Başkanlık sistemi ilk kez Turgut Özal döneminde tartışılmaya başlandı. Özal’ın yanı sıra Süleyman Demirel, Alparslan Türkeş, Necmettin Erbakan, Muhsin Yazıcıoğlu da başkanlık sistemini savunmuştu. Cumhurbaşkanı Erdoğan, başbakanlığının ilk döneminde başkanlık sistemini tartışmaya açtı. Sistemin bugünlerde yeniden gündeme gelmesinin sebebi mevcut hükümet sisteminin Türkiye’nin yapısı ile uyumlu olmadığı gerçeğinin 7 Haziran seçiminlerinde bir kez daha ortaya çıkmasıydı. 

Yürütme-yasamaya ayrımı

Cumhurbaşkanlığı sisteminde kuvvetler ayrılığı nasıl sağlanacak? 
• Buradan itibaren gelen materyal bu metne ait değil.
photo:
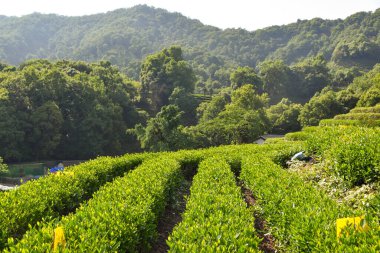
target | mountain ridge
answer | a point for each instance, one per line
(125, 36)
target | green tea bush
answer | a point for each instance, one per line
(374, 109)
(57, 194)
(358, 116)
(355, 155)
(121, 217)
(296, 136)
(216, 217)
(301, 217)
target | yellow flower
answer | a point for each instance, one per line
(353, 221)
(59, 238)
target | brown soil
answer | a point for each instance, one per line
(268, 243)
(173, 211)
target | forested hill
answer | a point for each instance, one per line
(126, 36)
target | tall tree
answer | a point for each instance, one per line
(161, 73)
(246, 75)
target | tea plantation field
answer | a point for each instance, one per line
(116, 204)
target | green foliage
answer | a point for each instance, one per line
(373, 109)
(321, 106)
(125, 37)
(3, 167)
(161, 73)
(186, 103)
(216, 216)
(122, 216)
(371, 97)
(47, 123)
(355, 155)
(349, 122)
(163, 132)
(246, 75)
(209, 110)
(277, 78)
(241, 121)
(358, 116)
(65, 110)
(314, 75)
(57, 194)
(351, 152)
(284, 116)
(288, 210)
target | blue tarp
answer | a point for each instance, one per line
(56, 169)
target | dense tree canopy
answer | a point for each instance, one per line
(161, 73)
(65, 110)
(126, 36)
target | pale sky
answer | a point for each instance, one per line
(248, 14)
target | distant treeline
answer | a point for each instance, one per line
(79, 110)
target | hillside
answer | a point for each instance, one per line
(126, 36)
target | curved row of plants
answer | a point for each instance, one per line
(302, 218)
(349, 122)
(57, 194)
(373, 109)
(358, 116)
(216, 217)
(121, 216)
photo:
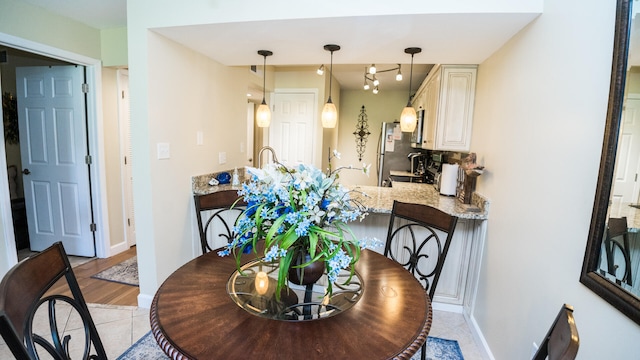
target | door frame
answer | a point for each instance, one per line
(317, 127)
(95, 132)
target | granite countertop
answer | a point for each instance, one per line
(380, 199)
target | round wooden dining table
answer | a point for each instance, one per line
(193, 317)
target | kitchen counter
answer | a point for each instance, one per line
(458, 284)
(380, 199)
(200, 183)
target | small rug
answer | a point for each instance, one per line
(440, 349)
(144, 349)
(125, 272)
(437, 349)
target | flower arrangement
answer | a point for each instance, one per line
(299, 208)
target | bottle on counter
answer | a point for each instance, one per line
(235, 179)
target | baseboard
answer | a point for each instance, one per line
(118, 248)
(479, 337)
(144, 301)
(447, 307)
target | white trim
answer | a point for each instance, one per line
(438, 306)
(119, 247)
(6, 215)
(479, 337)
(96, 148)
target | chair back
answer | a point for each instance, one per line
(25, 289)
(617, 250)
(418, 238)
(562, 340)
(216, 214)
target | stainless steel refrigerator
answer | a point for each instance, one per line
(394, 147)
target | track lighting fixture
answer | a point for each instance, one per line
(370, 76)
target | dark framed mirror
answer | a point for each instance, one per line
(602, 268)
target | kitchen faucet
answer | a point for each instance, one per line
(273, 155)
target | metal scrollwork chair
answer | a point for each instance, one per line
(25, 289)
(617, 242)
(216, 214)
(418, 239)
(562, 340)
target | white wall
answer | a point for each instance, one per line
(26, 21)
(538, 128)
(175, 94)
(112, 155)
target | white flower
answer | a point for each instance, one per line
(366, 169)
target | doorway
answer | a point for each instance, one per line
(45, 55)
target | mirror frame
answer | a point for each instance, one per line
(615, 295)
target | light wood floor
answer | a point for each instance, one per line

Hiçbir kimse ya da makam aynı anda hem yasama hem de yürütme organı içinde görev alamayacak. Cumhurbaşkanının doğrudan atayacağı cumhurbaşkanı yardımcıları ile kabine üyeleri, eğer TBMM üyeleri ise görevleri sona ermiş olacak, yasama faaliyetleri artık hükümetin kontrolünden çıkacak. Meclis’in asli görevi kanun yapmak olacak. Milletvekillerinin yasa yapma, yürütmeyi denetleme gibi milletvekili sorumluluklarını daha etkin yerine getirecek. Hükümet Meclis’se kanun tasarısı getiremeyecek, bütçe kanun dışında, sadece TBMM üyeleri kanun teklifi verebilecek. TBMM yasama işlevlerini, cumhurbaşkanının başkanlığındaki yürütme ise hükümet etme işlevini yerine getirecek. Her bir kuvvet kendi görevini yerine getirecek, bu görevlerin yerine getirilmesi sırasında bir kuvvetin diğerine karışması söz konusu olmayacak. 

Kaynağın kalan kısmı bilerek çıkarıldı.